Google+ Badge

Wednesday, April 4, 2012

Ending the Unacceptable American Pain



Drug Overdose Rates by State, 2008





Source:  CDC. Vital Signs: Overdoses of Prescription Opioid Pain Relievers—United States, 1999-2008. MMWR 2011; 60: 1-6.


The Purple People Eater

Let' s look closely at this graphic of drug overdose rates. Particularly, review those states with the highest Age-adjusted rate per 100,000 people (the deep purple states).

The Top Eleven

New Mexico (27)
West Virginia (25.8)
Nevada (19.6)
Utah (18.4)
Alaska  (18.1)
Kentucky (17.9)
Florida (16.5)
Oklahoma (15.6)
Ohio (15.1)
Louisiana  (15)
Pennsylvania (15)

The drug overdose epidemic is most severe in the Southwest and Appalachian region, and rates vary substantially between states. The highest drug overdose death rates in 2008 were found in New Mexico and West Virginia, which had rates nearly five times that of the state with the lowest rate, Nebraska.

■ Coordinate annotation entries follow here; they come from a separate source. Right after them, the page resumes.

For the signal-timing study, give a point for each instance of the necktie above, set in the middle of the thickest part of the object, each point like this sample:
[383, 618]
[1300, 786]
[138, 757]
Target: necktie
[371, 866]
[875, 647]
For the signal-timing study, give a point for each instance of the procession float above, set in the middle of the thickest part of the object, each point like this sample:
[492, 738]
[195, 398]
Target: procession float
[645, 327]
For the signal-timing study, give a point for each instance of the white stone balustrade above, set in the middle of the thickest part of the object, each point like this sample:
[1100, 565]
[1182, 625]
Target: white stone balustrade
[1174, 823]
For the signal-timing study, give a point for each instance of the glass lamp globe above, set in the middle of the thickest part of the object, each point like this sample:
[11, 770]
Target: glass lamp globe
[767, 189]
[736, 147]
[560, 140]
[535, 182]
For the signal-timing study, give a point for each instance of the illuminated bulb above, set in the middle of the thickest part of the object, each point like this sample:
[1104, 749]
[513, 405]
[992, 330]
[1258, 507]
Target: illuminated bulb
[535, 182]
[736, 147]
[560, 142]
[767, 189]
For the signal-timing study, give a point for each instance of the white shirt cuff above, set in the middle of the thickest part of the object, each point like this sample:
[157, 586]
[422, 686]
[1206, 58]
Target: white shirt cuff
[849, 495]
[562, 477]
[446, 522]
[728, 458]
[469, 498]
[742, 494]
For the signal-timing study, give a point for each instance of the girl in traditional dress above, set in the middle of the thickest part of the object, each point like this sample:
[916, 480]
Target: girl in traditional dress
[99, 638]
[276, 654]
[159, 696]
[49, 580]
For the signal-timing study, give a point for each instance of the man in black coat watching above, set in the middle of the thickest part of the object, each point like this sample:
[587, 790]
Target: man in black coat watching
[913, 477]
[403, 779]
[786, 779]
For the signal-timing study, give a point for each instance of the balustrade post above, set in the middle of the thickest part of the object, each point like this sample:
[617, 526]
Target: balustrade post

Who is most at risk? Understanding the groups at highest risk for overdose can help states target interventions. Research shows that some groups are particularly vulnerable to prescription drug overdose:
  • People who obtain multiple controlled substance prescriptions from multiple providers—a practice known as “doctor shopping.”
  • People who take high daily dosages of prescription painkillers and those who misuse multiple abuse-prone prescription drugs.
  • Low-income people and those living in rural areas.
    • People on Medicaid are prescribed painkillers at twice the rate of non-Medicaid patients and are at six times the risk of prescription painkillers overdose. One Washington State study found that 45% of people who died from prescription painkiller overdoses were Medicaid enrollees.
  • People with mental illness and those with a history of substance abuse
It is mandatory for those who enter the war against drug abuse to be aware of particular areas of concern. Conquering the enemy is a colossal task, and, if Americans are going to succeed, they must apply their talents and skills to the appropriate missions in order to make lasting differences. A grass roots commitment is vital. In fact, anything less will prolong the unacceptable death and destruction caused by the misuse of prescription drugs.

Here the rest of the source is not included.